Fully Merchant Battery Storage Project In California Raises US$78M Debt Financing

Siemens’ international financing arm, US development bank NADBank and energy storage developer EnerSmart Storage have signed a US$78.2 million loan facility to finance a fully merchant battery storage project in California totalling 165MW.
The debt facility from NADBank (North American Development Bank) and Siemens Financial Services will finance the design, construction and operation of a portfolio of utility-scale energy storage projects totalling 165MW/330MWh at nine sites in San Diego county. EnerSmart Storage is the developer, owner and operator of the projects, which are in the service territory of utility SDG&E.
The deal is thought to be the first reported project debt financing of fully merchant battery energy storage system (BESS) projects in the US, which means the BESS project does not have any long-term resource adequacy agreements with utilities in place, yet. The press release did say that the projects may provide energy through resource adequacy agreements in the future.
Resource adequacy is the California independent system operator’s (CAISO) way of ensuring load-bearing entities like utilities have enough power to meet demand, and provides a framework for utilities to procure power over 10-20-year agreements from BESS projects.
The vast majority of BESS projects have these agreements before being launched, which provides long-term revenue guarantees required by debt financing providers. For example, the state regulator just approved five projects, which have long-term resource adequacy agreements with utility Southern California Edison, reported on Energy-Storage.news.
NADBank, which focuses on investments along and near the US-Mexico border, said the BESS will provide energy and ancillary services through CAISO’s wholesale energy and ancillary services markets.
The bank’s MD Calixto Mateos-Hanel commented: “As a development bank, NADBank has proven time and again that innovative financing of environmental projects in promising sectors is one of its core strengths. This energy storage project portfolio confirms the Bank continues to play a critical role in the development of sustainable infrastructure while tackling climate change and meeting the needs of the US-Mexico border.”

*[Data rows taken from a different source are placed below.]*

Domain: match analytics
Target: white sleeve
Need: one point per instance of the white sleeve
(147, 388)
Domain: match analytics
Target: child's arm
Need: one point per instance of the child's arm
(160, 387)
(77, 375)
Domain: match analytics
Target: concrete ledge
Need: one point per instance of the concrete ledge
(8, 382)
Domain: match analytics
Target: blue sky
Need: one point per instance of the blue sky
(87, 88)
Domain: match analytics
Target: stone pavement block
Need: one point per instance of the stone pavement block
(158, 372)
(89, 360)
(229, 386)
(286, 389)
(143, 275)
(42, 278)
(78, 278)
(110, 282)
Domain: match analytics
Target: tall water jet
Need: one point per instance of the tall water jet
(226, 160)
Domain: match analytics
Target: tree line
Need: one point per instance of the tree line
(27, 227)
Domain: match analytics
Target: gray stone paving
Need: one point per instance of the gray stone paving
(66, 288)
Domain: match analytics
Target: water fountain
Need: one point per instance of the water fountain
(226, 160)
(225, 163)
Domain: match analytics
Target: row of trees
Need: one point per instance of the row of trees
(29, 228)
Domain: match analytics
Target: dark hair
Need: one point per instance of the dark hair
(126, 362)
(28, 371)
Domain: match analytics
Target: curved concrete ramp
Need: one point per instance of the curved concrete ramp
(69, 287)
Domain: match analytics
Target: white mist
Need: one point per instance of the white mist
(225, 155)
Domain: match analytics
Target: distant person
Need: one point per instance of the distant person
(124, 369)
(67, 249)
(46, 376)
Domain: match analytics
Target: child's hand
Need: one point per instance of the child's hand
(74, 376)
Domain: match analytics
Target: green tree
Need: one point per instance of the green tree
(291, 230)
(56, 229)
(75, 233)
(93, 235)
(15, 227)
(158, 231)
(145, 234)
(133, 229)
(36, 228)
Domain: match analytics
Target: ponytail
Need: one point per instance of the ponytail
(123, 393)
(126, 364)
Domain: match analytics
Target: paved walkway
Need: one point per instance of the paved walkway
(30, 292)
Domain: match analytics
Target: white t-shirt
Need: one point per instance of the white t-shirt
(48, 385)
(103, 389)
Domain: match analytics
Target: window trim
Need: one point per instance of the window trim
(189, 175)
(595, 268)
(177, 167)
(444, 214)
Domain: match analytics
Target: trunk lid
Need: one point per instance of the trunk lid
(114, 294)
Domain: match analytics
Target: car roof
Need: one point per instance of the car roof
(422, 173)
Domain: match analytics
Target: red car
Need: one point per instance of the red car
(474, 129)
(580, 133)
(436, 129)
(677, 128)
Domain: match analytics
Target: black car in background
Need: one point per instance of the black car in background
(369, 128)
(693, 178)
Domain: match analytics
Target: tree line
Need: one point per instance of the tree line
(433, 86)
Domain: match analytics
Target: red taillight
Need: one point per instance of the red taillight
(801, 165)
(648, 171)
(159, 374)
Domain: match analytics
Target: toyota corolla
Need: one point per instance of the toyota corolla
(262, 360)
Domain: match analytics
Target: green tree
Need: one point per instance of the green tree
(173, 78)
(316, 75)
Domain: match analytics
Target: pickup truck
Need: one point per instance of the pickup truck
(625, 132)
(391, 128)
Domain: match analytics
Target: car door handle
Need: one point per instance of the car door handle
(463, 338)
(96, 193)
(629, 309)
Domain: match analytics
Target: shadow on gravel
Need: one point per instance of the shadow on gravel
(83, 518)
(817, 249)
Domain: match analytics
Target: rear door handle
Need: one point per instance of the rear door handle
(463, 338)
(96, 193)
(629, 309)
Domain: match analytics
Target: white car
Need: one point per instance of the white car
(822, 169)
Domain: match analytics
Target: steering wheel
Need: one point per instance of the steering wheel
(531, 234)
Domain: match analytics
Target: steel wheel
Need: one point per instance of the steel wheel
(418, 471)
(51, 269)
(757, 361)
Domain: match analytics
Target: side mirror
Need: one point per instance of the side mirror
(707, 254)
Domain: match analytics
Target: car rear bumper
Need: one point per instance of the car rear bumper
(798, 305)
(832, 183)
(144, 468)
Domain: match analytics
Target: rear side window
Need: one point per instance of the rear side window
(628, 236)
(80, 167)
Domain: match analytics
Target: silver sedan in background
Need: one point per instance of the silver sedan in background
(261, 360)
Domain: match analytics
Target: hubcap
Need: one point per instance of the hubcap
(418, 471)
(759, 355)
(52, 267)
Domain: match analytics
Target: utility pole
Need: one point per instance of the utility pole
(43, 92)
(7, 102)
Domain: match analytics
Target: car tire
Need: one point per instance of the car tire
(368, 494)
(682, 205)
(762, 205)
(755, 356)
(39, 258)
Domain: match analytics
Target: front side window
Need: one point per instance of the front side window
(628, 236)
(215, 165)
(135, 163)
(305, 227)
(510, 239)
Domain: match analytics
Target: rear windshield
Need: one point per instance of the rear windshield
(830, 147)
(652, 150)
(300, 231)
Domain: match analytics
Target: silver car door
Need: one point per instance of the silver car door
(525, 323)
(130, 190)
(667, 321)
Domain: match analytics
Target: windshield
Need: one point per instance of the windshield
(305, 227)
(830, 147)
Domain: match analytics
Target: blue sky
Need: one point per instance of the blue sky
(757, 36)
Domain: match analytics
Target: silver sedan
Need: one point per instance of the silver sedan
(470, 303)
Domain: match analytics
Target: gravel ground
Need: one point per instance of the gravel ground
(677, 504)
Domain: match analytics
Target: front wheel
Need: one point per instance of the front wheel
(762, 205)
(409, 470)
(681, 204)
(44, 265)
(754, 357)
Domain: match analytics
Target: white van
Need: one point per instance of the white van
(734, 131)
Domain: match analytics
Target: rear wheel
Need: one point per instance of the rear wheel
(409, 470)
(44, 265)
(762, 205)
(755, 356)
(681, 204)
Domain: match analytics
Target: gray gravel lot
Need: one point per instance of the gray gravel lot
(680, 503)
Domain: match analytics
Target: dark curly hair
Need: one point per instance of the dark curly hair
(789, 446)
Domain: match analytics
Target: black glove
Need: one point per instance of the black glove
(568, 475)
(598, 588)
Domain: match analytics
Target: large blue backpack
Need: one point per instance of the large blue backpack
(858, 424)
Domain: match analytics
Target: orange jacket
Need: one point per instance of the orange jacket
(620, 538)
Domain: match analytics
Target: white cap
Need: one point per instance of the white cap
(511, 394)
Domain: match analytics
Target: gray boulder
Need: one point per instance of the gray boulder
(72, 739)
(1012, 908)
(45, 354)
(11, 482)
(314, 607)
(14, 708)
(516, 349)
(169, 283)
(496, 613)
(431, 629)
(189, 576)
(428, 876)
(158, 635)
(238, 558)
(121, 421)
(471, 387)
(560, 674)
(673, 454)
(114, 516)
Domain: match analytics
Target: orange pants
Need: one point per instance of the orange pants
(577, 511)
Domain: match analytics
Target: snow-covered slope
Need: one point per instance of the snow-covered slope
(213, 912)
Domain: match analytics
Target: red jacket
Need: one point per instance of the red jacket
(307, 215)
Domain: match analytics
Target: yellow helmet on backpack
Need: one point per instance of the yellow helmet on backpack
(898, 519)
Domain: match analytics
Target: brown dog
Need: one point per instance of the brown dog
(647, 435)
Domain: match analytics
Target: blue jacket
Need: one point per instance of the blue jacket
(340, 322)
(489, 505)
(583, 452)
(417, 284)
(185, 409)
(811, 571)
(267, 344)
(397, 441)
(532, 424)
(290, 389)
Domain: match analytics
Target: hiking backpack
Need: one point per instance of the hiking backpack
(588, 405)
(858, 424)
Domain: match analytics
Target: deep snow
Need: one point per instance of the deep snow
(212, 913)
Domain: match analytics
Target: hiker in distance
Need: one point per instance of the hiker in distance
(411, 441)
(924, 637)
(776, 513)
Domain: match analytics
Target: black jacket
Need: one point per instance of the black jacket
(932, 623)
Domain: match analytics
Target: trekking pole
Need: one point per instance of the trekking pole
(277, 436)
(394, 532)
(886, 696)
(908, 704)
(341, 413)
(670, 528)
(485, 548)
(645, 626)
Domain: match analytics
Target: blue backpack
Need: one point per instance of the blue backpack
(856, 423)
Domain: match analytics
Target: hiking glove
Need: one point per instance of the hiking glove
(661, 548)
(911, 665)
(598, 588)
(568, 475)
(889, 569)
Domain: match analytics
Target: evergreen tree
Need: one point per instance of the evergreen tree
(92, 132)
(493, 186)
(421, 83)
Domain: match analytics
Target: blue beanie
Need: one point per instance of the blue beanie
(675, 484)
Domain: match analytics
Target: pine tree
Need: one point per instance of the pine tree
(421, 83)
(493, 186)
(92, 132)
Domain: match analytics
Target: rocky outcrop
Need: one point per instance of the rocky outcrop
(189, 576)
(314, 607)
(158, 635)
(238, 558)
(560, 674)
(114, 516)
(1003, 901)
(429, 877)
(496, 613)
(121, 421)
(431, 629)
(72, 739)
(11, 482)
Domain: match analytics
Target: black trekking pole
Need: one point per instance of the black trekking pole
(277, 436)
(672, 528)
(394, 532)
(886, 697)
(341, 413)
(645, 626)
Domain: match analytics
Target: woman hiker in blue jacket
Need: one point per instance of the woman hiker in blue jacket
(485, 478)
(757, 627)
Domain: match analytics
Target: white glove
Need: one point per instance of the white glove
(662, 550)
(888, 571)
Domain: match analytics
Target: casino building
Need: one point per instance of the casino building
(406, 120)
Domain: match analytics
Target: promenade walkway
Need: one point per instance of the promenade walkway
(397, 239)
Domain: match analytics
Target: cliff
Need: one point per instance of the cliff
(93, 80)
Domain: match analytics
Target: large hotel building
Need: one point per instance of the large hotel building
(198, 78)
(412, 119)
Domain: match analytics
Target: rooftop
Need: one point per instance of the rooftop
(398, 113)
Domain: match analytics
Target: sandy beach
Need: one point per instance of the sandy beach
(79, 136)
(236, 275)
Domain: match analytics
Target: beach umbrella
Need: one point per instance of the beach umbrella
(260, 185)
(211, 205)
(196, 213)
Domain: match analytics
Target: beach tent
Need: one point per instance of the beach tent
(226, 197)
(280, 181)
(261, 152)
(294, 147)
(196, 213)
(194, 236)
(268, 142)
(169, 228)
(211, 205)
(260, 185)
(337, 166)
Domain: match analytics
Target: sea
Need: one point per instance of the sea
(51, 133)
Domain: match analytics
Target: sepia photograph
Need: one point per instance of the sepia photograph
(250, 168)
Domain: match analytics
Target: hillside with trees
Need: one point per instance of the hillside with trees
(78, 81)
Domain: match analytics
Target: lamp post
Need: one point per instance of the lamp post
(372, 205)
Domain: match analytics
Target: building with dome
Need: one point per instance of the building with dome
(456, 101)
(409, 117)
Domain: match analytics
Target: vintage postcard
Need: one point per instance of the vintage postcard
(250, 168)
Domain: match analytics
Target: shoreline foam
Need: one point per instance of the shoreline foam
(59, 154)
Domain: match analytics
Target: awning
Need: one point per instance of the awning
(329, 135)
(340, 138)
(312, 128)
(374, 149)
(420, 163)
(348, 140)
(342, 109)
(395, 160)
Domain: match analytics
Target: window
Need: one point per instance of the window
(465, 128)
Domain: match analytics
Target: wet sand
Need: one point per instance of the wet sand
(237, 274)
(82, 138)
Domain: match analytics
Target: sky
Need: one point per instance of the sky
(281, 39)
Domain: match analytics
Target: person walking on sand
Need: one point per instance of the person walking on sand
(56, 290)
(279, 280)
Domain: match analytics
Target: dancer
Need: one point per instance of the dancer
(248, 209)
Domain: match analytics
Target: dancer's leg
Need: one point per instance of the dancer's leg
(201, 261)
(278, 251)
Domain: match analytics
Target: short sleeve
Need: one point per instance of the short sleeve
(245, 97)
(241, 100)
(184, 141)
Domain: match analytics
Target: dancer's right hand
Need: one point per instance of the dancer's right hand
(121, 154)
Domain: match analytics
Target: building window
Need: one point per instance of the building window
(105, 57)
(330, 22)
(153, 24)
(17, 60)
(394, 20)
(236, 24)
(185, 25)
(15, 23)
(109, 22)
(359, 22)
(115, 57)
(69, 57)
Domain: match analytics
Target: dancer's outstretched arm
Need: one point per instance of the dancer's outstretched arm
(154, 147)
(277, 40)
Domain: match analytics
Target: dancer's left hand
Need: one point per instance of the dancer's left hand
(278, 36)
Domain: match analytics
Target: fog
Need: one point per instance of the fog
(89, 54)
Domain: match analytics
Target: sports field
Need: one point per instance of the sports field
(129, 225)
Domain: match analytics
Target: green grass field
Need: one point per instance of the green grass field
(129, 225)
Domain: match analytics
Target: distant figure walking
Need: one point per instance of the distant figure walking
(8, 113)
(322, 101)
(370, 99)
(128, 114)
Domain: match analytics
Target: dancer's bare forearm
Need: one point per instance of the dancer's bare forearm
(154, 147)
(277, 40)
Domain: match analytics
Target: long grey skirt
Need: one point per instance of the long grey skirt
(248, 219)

Speaking on a panel at the Solar and Storage Finance USA conference in November 2021, hosted by our publisher Solar Media, several investment figures explained why merchant BESS projects might struggle to get debt financing.
“Lenders like revenue certainty, so contractual revenue is great,” Louise Pesce of Japanese-based global bank MUFG said. Merchant “doesn’t give the lender much certainty”, she added, explaining that forecasting revenues over 15 or 20-year battery lifetimes is difficult.
But Lance Jordan, senior vice president for energy and infrastructure investments at Pacolet Milliken, a family-owned investment group said that merchant battery storage projects were starting to get more debt financing opportunities, especially after events like Texas’ devastating February 2021 winter storm.